Monday, Oct. 14, 1957
Kathleen's Cloakroom
AMERICA, WITH LOVE (320 pp.)--Kathleen Winsor--Putnam ($4).
"She was intensely conscious of her own desirability, and sauntered along as if all the bungalows were filled with rich old men peeking from behind the curtains. Apparently she was convinced that Laurel Avenue was as likely a place as any other for her to be selected for ... a life of well-financed debauchery.''
Perceptive readers will recognize her right away. Her name is Vivian, but she is a lineal 20th century descendant of Amber St. Clare, the 17th century harlot whose life story (Forever Amber] was such a success that Author Kathleen Winsor needed no rich old man to launch her on a life of well-financed literary debauchery.
As a matter of fact, Kathleen Winsor need never have written another line, but she seems to suffer from a continuing compulsion to act like an author. After Amber, she took a whack at fictionalized autobiography (Star Money) and fantasy (The Lovers), and flubbed both. Her latest offering, a raffish account of a smalltown childhood, sounds like a Booth Tarkington novel as retold by Erskine Caldwell. In the Winsor world, the war between the sexes starts early, and the casualty lists are stupendous. One of the combatants is Ruby, who at 16 already has "a rather sagging and accessible look, as if defeat would be natural to her." Ruby wanders into a blackberry patch with Frank, a "strange amalgam of cruelty, license, fear, bombast and bullying." Then there is Vivian, who never does find her rich old man. Instead, she gets slapped around by a sailor. "His body closed in on her and there was a brief violent scuffle, with Vivian pounding at him, trying to bring her knee up to jab him." Later, of course, "she closed her eyes, sagging against him like a coat on a hook."

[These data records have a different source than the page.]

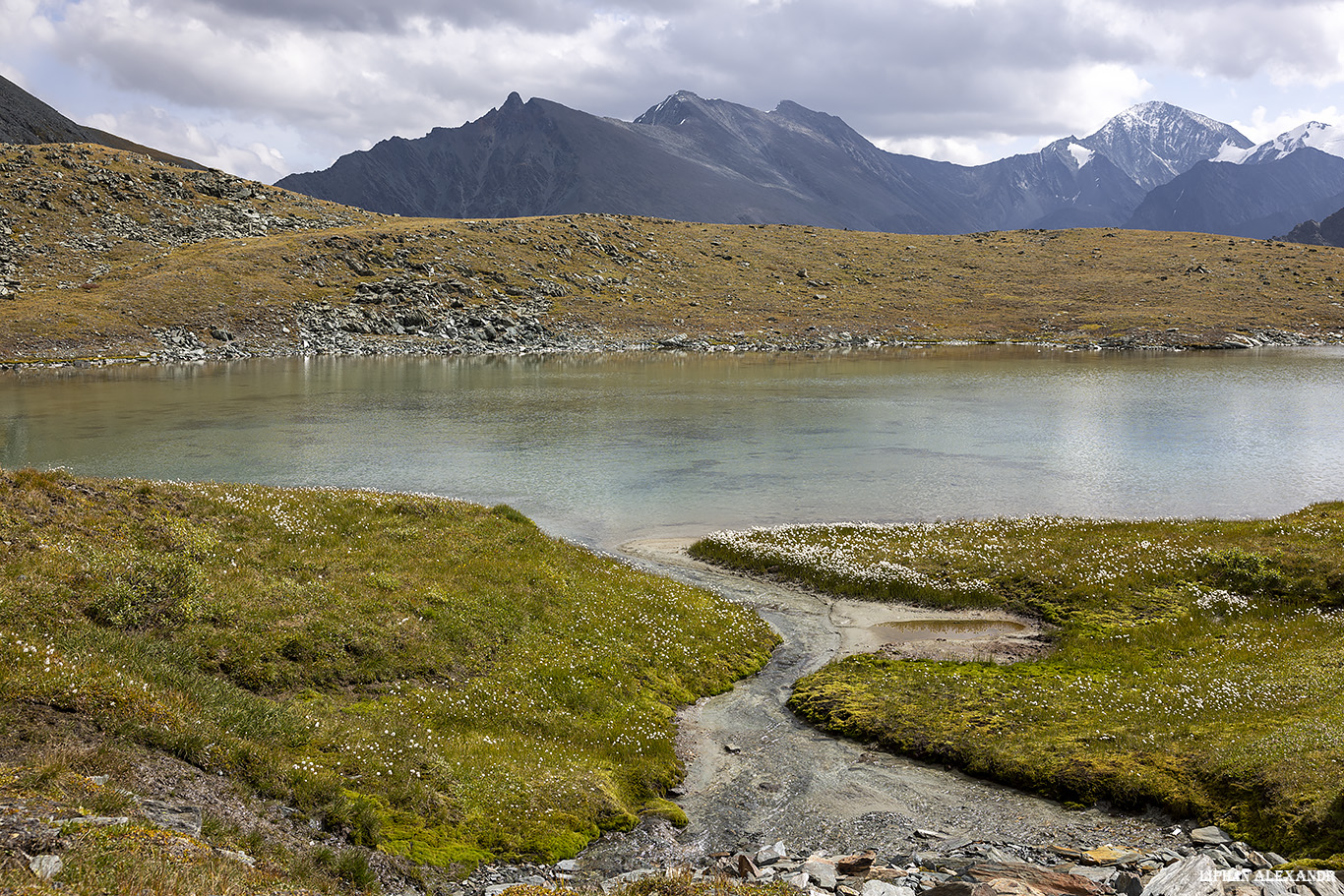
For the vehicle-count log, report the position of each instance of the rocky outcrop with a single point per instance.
(1325, 232)
(1197, 863)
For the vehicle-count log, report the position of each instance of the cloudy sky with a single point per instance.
(264, 88)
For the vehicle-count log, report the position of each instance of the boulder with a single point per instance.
(882, 888)
(1193, 876)
(1210, 836)
(1049, 881)
(822, 873)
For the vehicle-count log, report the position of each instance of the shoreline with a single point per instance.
(186, 352)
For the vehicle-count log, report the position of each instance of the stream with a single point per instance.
(757, 774)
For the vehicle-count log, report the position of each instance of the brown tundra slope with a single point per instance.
(109, 254)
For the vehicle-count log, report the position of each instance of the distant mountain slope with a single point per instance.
(1313, 135)
(28, 120)
(1246, 201)
(1328, 231)
(1157, 142)
(716, 161)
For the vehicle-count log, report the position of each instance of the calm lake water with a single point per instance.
(601, 448)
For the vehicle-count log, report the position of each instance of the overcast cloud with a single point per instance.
(264, 88)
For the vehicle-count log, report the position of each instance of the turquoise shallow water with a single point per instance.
(599, 448)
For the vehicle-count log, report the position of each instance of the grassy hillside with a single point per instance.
(109, 246)
(1197, 667)
(432, 679)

After that, the book offers enough coats and hooks to fill a good-sized cloakroom. Meanwhile, the younger kids scrape and squabble, while the old folks lead lives of quiet exasperation: a mother dies:a father loses his job; a family moves to another town. No small-town girl herself, Author Winsor (who grew up in Berkeley, Calif.) has caught a few authentic echoes of small-town speech. She quotes Dostoevsky to the effect that "there is nothing higher and stronger and more wholesome" than "a memory of childhood." But then, Dostoevsky never knew Kathleen Winsor, who makes childhood seem grubby, and sex sound like a bore.